Surprises to build

by Graziella Carbone

2006 – Second Trimester – the Flute-cards: communication, games and sharing
We were in 2006. Summer was coming and we needed a promotion that made the Friends of the Mill Milk, Ciock and Al even more known. An already successful idea was thus reprised and a new collection of Cards was created: the Flute-cards.
These were cards made of cardboard with rounded corners, which feature the three Friends of the Mill on the front. Depending on the main character, the colours they belong to were shown in turn: red for Ciock, the sportsman, green for Al, the nature lover, blue for Milk, the inventor. On the back there were a series of specially designed games, riddles and tests in line with the characteristics of the Friends of the Mill.
But they were not cards like the others: these were a patented product, created exclusively for this campaign – they featured applied tattoos, all different from each other, with an innovative removable glue system.
A complete promotional product: communication of the characters (with card numbering to entice you to collect all thirty of them), games (therefore intended to circulate among friends) and an entire page of tattoos to keep having fun.
Produced in more than five million copies, these cards made sure that the tattoos of Milk, Ciock and Al circulated on all the beaches of Italy and not only thanks to children, but also to many mothers …
The operation was completed by a series of games on the trays with the Friends of the Mill as protagonists. The Game Trays were modular, so that it was possible to switch – if in possession of several boards – from one game to another.

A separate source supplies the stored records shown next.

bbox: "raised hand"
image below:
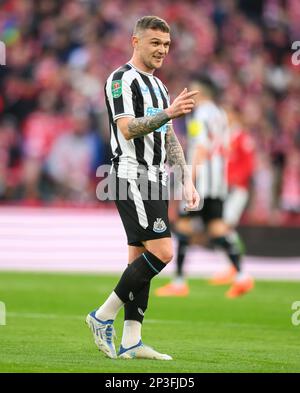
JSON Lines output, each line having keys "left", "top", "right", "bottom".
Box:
{"left": 165, "top": 88, "right": 199, "bottom": 119}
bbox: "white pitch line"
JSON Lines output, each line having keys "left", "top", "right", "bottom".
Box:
{"left": 6, "top": 312, "right": 182, "bottom": 324}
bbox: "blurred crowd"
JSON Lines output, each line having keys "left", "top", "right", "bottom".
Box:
{"left": 0, "top": 0, "right": 300, "bottom": 224}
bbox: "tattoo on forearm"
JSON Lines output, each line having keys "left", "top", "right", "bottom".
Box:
{"left": 166, "top": 126, "right": 185, "bottom": 167}
{"left": 166, "top": 126, "right": 190, "bottom": 182}
{"left": 128, "top": 111, "right": 170, "bottom": 138}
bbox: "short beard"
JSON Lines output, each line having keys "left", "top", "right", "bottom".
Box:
{"left": 146, "top": 59, "right": 162, "bottom": 70}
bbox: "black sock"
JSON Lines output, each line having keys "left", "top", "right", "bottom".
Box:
{"left": 211, "top": 235, "right": 241, "bottom": 272}
{"left": 114, "top": 251, "right": 166, "bottom": 303}
{"left": 124, "top": 281, "right": 150, "bottom": 324}
{"left": 176, "top": 235, "right": 189, "bottom": 277}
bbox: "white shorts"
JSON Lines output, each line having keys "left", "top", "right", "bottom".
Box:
{"left": 223, "top": 187, "right": 249, "bottom": 227}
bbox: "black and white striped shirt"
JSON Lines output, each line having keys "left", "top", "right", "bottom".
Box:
{"left": 186, "top": 101, "right": 229, "bottom": 200}
{"left": 104, "top": 63, "right": 172, "bottom": 182}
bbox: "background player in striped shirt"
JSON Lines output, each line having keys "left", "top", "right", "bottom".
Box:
{"left": 156, "top": 77, "right": 254, "bottom": 299}
{"left": 86, "top": 16, "right": 200, "bottom": 360}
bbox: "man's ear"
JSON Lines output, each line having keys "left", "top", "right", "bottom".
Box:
{"left": 132, "top": 35, "right": 139, "bottom": 49}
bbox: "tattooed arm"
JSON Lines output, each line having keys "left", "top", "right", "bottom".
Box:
{"left": 117, "top": 111, "right": 170, "bottom": 140}
{"left": 166, "top": 124, "right": 200, "bottom": 210}
{"left": 117, "top": 88, "right": 199, "bottom": 140}
{"left": 128, "top": 112, "right": 170, "bottom": 138}
{"left": 165, "top": 124, "right": 190, "bottom": 182}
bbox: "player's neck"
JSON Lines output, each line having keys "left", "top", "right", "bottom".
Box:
{"left": 128, "top": 57, "right": 154, "bottom": 75}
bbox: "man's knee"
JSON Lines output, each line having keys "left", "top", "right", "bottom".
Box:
{"left": 147, "top": 247, "right": 173, "bottom": 264}
{"left": 143, "top": 238, "right": 173, "bottom": 264}
{"left": 208, "top": 219, "right": 229, "bottom": 238}
{"left": 159, "top": 249, "right": 173, "bottom": 264}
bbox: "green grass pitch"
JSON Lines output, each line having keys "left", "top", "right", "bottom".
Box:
{"left": 0, "top": 272, "right": 299, "bottom": 373}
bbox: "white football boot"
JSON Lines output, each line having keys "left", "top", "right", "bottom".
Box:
{"left": 118, "top": 340, "right": 172, "bottom": 360}
{"left": 86, "top": 310, "right": 117, "bottom": 359}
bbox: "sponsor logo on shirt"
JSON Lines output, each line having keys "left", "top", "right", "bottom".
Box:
{"left": 141, "top": 86, "right": 162, "bottom": 98}
{"left": 146, "top": 107, "right": 167, "bottom": 133}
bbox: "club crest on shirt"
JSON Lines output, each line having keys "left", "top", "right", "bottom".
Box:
{"left": 153, "top": 218, "right": 167, "bottom": 233}
{"left": 111, "top": 80, "right": 122, "bottom": 98}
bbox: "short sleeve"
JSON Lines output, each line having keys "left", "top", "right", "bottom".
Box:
{"left": 106, "top": 76, "right": 135, "bottom": 122}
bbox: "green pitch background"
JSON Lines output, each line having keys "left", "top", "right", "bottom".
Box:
{"left": 0, "top": 272, "right": 299, "bottom": 373}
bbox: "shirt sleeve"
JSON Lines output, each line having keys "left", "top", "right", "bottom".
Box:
{"left": 106, "top": 75, "right": 135, "bottom": 122}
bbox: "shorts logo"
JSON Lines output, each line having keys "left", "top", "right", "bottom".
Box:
{"left": 111, "top": 80, "right": 122, "bottom": 98}
{"left": 153, "top": 218, "right": 167, "bottom": 233}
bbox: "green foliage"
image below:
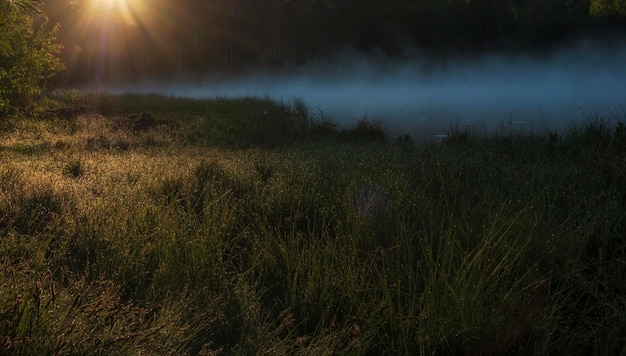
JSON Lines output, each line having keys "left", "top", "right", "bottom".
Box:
{"left": 1, "top": 0, "right": 47, "bottom": 55}
{"left": 590, "top": 0, "right": 626, "bottom": 17}
{"left": 0, "top": 31, "right": 10, "bottom": 57}
{"left": 0, "top": 2, "right": 64, "bottom": 114}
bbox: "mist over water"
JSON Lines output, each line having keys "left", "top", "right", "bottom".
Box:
{"left": 109, "top": 42, "right": 626, "bottom": 139}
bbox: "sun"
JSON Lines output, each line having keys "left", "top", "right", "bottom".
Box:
{"left": 91, "top": 0, "right": 139, "bottom": 26}
{"left": 61, "top": 0, "right": 182, "bottom": 84}
{"left": 95, "top": 0, "right": 124, "bottom": 6}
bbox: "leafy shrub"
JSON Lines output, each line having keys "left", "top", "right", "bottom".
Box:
{"left": 0, "top": 3, "right": 64, "bottom": 115}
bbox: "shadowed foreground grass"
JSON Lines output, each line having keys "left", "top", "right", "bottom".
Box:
{"left": 1, "top": 93, "right": 625, "bottom": 354}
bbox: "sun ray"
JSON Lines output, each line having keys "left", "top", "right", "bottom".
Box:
{"left": 60, "top": 0, "right": 183, "bottom": 84}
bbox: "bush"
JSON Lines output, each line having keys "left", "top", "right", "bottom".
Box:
{"left": 0, "top": 2, "right": 64, "bottom": 115}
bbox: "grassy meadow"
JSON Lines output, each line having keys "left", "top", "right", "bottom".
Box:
{"left": 1, "top": 92, "right": 625, "bottom": 354}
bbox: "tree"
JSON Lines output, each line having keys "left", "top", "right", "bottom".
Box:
{"left": 0, "top": 1, "right": 64, "bottom": 113}
{"left": 590, "top": 0, "right": 626, "bottom": 17}
{"left": 1, "top": 0, "right": 47, "bottom": 55}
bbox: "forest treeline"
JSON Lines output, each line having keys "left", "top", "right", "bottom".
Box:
{"left": 32, "top": 0, "right": 626, "bottom": 85}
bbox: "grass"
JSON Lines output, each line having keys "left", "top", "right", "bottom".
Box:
{"left": 1, "top": 92, "right": 625, "bottom": 354}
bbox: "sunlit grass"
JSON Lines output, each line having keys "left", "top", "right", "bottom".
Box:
{"left": 1, "top": 93, "right": 625, "bottom": 353}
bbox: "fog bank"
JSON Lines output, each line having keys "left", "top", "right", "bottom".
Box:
{"left": 108, "top": 42, "right": 626, "bottom": 139}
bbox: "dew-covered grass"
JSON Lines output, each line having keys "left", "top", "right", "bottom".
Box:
{"left": 1, "top": 93, "right": 625, "bottom": 354}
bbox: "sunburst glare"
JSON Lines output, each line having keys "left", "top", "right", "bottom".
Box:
{"left": 95, "top": 0, "right": 138, "bottom": 26}
{"left": 61, "top": 0, "right": 180, "bottom": 84}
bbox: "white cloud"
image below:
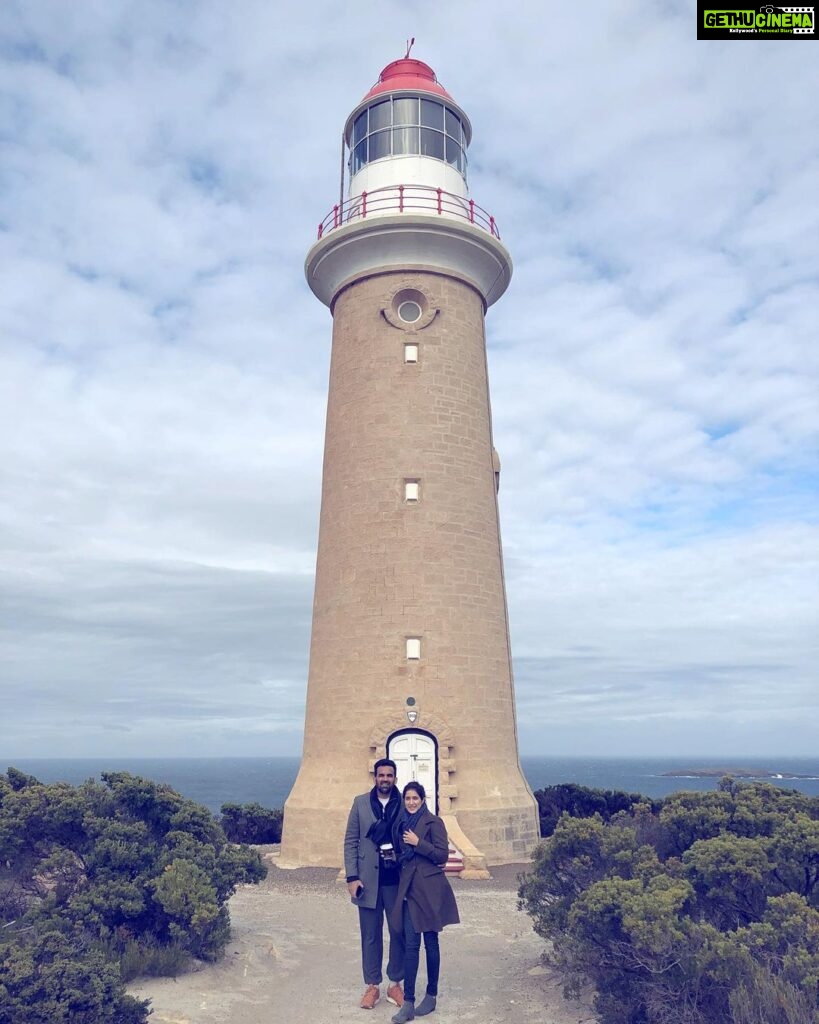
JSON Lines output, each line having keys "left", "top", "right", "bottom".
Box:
{"left": 1, "top": 0, "right": 817, "bottom": 758}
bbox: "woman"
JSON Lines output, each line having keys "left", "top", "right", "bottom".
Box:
{"left": 389, "top": 781, "right": 460, "bottom": 1022}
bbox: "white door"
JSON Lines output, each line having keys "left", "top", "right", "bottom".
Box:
{"left": 388, "top": 731, "right": 437, "bottom": 813}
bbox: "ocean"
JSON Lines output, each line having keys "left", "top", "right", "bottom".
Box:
{"left": 6, "top": 756, "right": 818, "bottom": 815}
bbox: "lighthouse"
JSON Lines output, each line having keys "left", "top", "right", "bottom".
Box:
{"left": 280, "top": 55, "right": 539, "bottom": 869}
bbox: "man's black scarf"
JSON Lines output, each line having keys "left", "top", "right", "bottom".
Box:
{"left": 365, "top": 786, "right": 400, "bottom": 846}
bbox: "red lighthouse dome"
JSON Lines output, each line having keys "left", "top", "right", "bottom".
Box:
{"left": 362, "top": 58, "right": 454, "bottom": 102}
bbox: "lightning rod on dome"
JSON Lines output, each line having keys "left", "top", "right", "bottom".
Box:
{"left": 405, "top": 37, "right": 415, "bottom": 59}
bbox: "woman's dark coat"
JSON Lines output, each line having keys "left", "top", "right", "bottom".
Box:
{"left": 389, "top": 807, "right": 460, "bottom": 934}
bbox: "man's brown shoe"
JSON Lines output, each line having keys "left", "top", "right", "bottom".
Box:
{"left": 386, "top": 982, "right": 404, "bottom": 1007}
{"left": 360, "top": 985, "right": 380, "bottom": 1009}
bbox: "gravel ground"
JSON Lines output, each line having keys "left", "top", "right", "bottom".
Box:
{"left": 130, "top": 854, "right": 596, "bottom": 1024}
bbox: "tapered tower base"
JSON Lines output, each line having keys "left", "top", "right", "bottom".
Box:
{"left": 280, "top": 268, "right": 539, "bottom": 868}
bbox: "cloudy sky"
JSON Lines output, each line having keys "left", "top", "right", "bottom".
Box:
{"left": 2, "top": 1, "right": 817, "bottom": 761}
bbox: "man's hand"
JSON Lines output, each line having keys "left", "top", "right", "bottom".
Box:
{"left": 347, "top": 880, "right": 364, "bottom": 898}
{"left": 403, "top": 829, "right": 419, "bottom": 847}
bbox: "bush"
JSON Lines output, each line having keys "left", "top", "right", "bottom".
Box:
{"left": 519, "top": 779, "right": 819, "bottom": 1024}
{"left": 0, "top": 930, "right": 150, "bottom": 1024}
{"left": 220, "top": 802, "right": 283, "bottom": 844}
{"left": 115, "top": 934, "right": 191, "bottom": 982}
{"left": 0, "top": 768, "right": 268, "bottom": 1023}
{"left": 532, "top": 782, "right": 658, "bottom": 837}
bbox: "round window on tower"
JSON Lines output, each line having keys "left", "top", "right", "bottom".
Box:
{"left": 392, "top": 288, "right": 427, "bottom": 326}
{"left": 398, "top": 301, "right": 422, "bottom": 323}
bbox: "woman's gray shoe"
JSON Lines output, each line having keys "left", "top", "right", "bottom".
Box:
{"left": 415, "top": 994, "right": 437, "bottom": 1016}
{"left": 391, "top": 1002, "right": 415, "bottom": 1023}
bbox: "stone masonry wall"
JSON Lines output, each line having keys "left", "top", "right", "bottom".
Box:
{"left": 281, "top": 268, "right": 539, "bottom": 867}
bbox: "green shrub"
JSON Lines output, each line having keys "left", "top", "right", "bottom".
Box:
{"left": 115, "top": 936, "right": 191, "bottom": 982}
{"left": 532, "top": 782, "right": 659, "bottom": 837}
{"left": 0, "top": 930, "right": 150, "bottom": 1024}
{"left": 0, "top": 768, "right": 268, "bottom": 1023}
{"left": 220, "top": 802, "right": 283, "bottom": 844}
{"left": 519, "top": 779, "right": 819, "bottom": 1024}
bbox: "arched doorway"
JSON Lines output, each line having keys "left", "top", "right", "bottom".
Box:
{"left": 387, "top": 730, "right": 438, "bottom": 813}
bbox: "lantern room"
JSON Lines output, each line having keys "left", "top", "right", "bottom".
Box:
{"left": 307, "top": 54, "right": 511, "bottom": 310}
{"left": 344, "top": 59, "right": 472, "bottom": 202}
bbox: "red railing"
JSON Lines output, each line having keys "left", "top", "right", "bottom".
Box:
{"left": 317, "top": 184, "right": 500, "bottom": 240}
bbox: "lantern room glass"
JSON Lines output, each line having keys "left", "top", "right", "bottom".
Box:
{"left": 348, "top": 96, "right": 467, "bottom": 180}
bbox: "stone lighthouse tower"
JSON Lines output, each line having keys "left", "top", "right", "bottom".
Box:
{"left": 280, "top": 56, "right": 539, "bottom": 869}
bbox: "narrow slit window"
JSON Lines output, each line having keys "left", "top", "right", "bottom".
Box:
{"left": 404, "top": 343, "right": 418, "bottom": 363}
{"left": 404, "top": 479, "right": 420, "bottom": 502}
{"left": 406, "top": 637, "right": 421, "bottom": 660}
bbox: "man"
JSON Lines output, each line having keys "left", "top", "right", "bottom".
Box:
{"left": 344, "top": 758, "right": 405, "bottom": 1009}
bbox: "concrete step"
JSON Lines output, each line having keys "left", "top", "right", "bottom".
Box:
{"left": 444, "top": 842, "right": 464, "bottom": 875}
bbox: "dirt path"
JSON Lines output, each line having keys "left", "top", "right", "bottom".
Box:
{"left": 130, "top": 856, "right": 596, "bottom": 1024}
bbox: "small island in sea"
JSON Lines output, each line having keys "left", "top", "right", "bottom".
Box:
{"left": 662, "top": 767, "right": 816, "bottom": 779}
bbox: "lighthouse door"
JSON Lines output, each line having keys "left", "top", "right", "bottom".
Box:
{"left": 387, "top": 731, "right": 437, "bottom": 813}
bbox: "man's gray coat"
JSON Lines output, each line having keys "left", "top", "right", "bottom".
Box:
{"left": 344, "top": 791, "right": 394, "bottom": 910}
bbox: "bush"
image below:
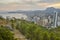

2006 – Third Trimester the Create-and-Color of the Friends of the Mill
At the end of the summer (and of tattoos), here came, as a Back to School operation, a promotion characterized by a particular features: tray and surprise were inserted in the packs of Flutes were to be complementary parts. We called this: The Create-and-Colour of the Friends of the Mill.
We then studied and designed a series of objects to build, six in total. Part of the gadget, pencils, colors, plastic parts, was included in the package with the assembly instructions (in a box), while the cardboard part that would make the object functional had to be cut from the tray.
Thus the Big Pencil, the Palette, the Ruler compass, the Notepad with rings and different stencils for each of the three characters were created.
Each object in this series was a true work of engineering. The functionality of the object depended on the precision of the realization and therefore every detail had to be perfect.
The Big Pencil was designed with a “body” of printed cardboard that had to wrap the pencil and the triangular plastic support; the cardboard palette-protractor was completed by pads of watercolour colours (referring to one of the three characters); the notepads with plastic rings were enriched by a rigid plastic stencil with the subject of Milk, Ciock and Al. From the trays, useful school cards were obtained, such as multiplication tables, geometric and colour composition tables.
And to complete the series, there was a compass-ruler. And since there was space on one side of the tray left over, I also put a bookmark on it.
The nice thing was that these objects really worked and the children, helped by an adult, could build them step by step, having a lot of fun (many dads wrote complimenting the initiative).
The in-store operation offered a shoulder bag, a play mat and a slate. The play mat had a spinning die that indicated how many steps and on what colour to move. It was a very nice game. I had a lot of fun complicating the rules of the game … but the children (and not just the children) had a lot of fun challenging their friends. The blackboard (this gadget was patented as well) had the central part printed with a special black ink that allowed you to write and erase with the white chalk – supplied – just like on the school blackboard. Complete with double-sided tape, it could be glued to any surface.